1. Credit Counseling. A debtor is required to take a credit counseling class prior to filing a Chapter 7. These classes normally take one to two hours, and can cost anywhere from $5.00 to $50.00. Importantly, the debtor who completes the class receives a certificate of completion which must be filed along with petition. A debtor can seek an exemption from this requirement by obtaining a court determination that taking such a class was not possible due to extenuating circumstances, or that it was unavailable within 5 days of debtor’s request for the service. As a practical matter, most debtors take the class on-line, so receiving the certificate prior to filing should not be an issue.
2. Bank Statements and Tax Returns. Debtors are required to provide the Chapter 7 Trustee with a copy of their most recently filed federal income tax return seven days prior to the creditor’s meeting. In practice, it is usually acceptable to bring this document to the meeting of creditors. In addition, the debtor must also provide the trustee with a copy of all bank statements for accounts that were open as of filing, so that the trustee can verify the accuracy of information on the petition.
3. Verify all information on the petition and related documents. Bankruptcy is a stressful time for debtors, which can cause some debtors to forget about assets or liabilities. It is always good practice to review the petition line by line with the debtor prior to filing. Amendments to the petition and related documents are liberally allowed, but it’s best to get all the information on the documents correctly prior to filing.
4. Fee waiver. If the debtor’s income is less that 150% percent of the general poverty guidelines based upon location and household size, the debtor may be able to obtain a waiver of the filing fee.

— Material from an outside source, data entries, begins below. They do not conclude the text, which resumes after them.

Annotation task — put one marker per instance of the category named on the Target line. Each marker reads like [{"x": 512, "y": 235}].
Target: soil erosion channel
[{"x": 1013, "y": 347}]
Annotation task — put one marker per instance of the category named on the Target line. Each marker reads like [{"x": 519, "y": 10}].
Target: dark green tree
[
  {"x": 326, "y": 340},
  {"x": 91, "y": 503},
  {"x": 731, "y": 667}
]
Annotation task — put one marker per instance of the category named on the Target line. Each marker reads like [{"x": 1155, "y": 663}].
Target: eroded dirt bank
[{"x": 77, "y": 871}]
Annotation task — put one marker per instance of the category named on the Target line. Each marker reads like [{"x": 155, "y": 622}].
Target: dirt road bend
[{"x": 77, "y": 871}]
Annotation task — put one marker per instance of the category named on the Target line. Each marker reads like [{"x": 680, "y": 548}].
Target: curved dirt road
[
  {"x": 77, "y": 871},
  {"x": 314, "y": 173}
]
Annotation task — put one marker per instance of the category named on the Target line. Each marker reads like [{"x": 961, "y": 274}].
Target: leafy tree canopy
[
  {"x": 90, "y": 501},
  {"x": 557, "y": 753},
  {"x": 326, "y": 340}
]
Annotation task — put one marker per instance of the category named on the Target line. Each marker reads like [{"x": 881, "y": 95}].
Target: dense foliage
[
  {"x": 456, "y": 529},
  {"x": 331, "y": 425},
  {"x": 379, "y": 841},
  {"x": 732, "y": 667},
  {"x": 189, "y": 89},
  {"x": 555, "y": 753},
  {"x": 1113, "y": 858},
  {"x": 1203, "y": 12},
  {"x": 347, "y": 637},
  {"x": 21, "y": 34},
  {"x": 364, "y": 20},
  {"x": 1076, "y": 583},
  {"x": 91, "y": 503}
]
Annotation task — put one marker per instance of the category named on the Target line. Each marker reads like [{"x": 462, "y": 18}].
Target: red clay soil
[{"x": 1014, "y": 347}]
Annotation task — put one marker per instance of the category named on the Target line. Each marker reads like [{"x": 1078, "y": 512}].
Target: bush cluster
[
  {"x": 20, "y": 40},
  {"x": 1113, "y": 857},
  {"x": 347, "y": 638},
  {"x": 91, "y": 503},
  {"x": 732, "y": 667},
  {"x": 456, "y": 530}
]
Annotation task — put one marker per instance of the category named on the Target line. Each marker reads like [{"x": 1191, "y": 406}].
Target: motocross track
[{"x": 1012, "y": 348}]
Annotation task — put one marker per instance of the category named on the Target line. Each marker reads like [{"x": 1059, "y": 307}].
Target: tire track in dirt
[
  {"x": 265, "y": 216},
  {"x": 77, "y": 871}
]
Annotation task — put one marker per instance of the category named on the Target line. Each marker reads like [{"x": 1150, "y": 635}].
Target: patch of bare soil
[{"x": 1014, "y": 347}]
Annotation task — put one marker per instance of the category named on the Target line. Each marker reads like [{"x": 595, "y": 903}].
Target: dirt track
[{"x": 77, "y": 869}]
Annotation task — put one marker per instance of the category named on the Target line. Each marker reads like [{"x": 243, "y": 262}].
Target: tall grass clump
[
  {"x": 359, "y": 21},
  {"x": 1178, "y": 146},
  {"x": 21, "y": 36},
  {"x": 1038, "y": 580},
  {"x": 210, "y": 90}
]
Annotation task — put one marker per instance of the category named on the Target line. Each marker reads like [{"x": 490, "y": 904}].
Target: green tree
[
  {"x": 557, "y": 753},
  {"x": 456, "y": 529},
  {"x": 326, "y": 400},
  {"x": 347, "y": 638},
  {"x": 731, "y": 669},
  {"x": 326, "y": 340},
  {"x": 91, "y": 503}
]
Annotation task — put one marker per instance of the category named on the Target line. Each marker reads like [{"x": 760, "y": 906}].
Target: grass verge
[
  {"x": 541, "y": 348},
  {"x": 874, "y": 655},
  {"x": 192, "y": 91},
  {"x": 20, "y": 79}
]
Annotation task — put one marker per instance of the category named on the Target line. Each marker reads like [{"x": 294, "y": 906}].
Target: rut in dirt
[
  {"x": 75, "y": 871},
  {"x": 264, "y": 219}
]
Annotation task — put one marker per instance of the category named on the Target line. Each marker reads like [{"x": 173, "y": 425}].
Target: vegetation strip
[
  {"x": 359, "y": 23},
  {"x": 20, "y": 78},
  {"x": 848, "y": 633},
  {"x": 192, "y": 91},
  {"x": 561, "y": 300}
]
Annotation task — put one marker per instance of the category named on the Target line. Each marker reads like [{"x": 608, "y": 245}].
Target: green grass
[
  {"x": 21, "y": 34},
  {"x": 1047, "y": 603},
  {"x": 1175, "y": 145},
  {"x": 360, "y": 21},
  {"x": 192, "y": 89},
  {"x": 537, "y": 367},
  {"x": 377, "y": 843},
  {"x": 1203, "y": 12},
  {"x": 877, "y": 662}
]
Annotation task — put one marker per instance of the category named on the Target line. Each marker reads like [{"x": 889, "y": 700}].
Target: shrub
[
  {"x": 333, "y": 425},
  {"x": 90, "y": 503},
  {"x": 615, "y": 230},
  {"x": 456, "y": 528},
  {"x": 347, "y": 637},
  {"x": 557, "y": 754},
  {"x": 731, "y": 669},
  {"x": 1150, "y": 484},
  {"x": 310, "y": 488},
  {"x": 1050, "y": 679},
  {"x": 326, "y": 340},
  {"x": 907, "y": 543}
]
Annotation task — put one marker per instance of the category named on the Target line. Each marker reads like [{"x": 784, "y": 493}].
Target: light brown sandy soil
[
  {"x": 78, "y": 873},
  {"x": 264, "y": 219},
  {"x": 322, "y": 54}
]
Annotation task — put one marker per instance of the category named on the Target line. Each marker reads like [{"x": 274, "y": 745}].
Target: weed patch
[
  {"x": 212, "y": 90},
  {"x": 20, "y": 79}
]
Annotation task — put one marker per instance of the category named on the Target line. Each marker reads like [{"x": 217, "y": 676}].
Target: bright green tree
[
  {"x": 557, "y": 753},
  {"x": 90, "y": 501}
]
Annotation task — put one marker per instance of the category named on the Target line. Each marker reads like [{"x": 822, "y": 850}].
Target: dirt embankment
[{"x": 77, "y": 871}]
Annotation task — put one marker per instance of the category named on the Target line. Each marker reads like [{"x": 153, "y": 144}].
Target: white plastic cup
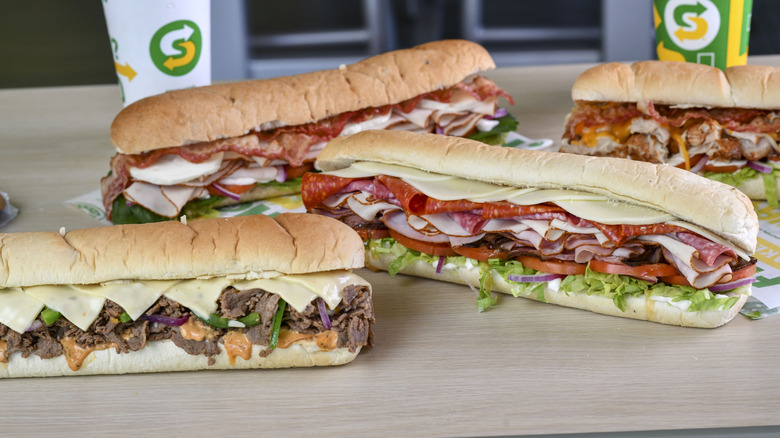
[{"x": 159, "y": 45}]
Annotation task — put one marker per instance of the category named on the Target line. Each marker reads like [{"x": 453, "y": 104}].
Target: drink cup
[
  {"x": 711, "y": 32},
  {"x": 159, "y": 45}
]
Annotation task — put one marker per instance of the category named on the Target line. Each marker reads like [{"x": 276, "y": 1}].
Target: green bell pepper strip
[
  {"x": 277, "y": 323},
  {"x": 49, "y": 316},
  {"x": 250, "y": 320}
]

5. Cross-check for bank accounts. If the debtor owes an unsecured debt to the financial institution where he maintains his checking and savings account, that bank may freeze the account and apply to proceeds to the unsecured liabilities. Always double-check that the debtor is banking with an institution to which he owes no unsecured debt.
6. Disclosures. If a debtor has less than $175,000.00 in non-exempt assets (which covers most consumer bankruptcies), then the debtor becomes an assisted person and the attorney who represents him or her becomes a debt relief agency. As such, attorneys are subject to restrictions and disclosure requirements under § 526, 527 and 528. Failure to abide by these code sections opens the attorney up to sanctions, including disgorgement of fees.
7. Engagement letter. It’s always good practice to have a fully-executed engagement letter with the client prior to filing. This practice ensures that both the client and attorney are clear as to which services the attorney is providing, and how much the client is paying for these services.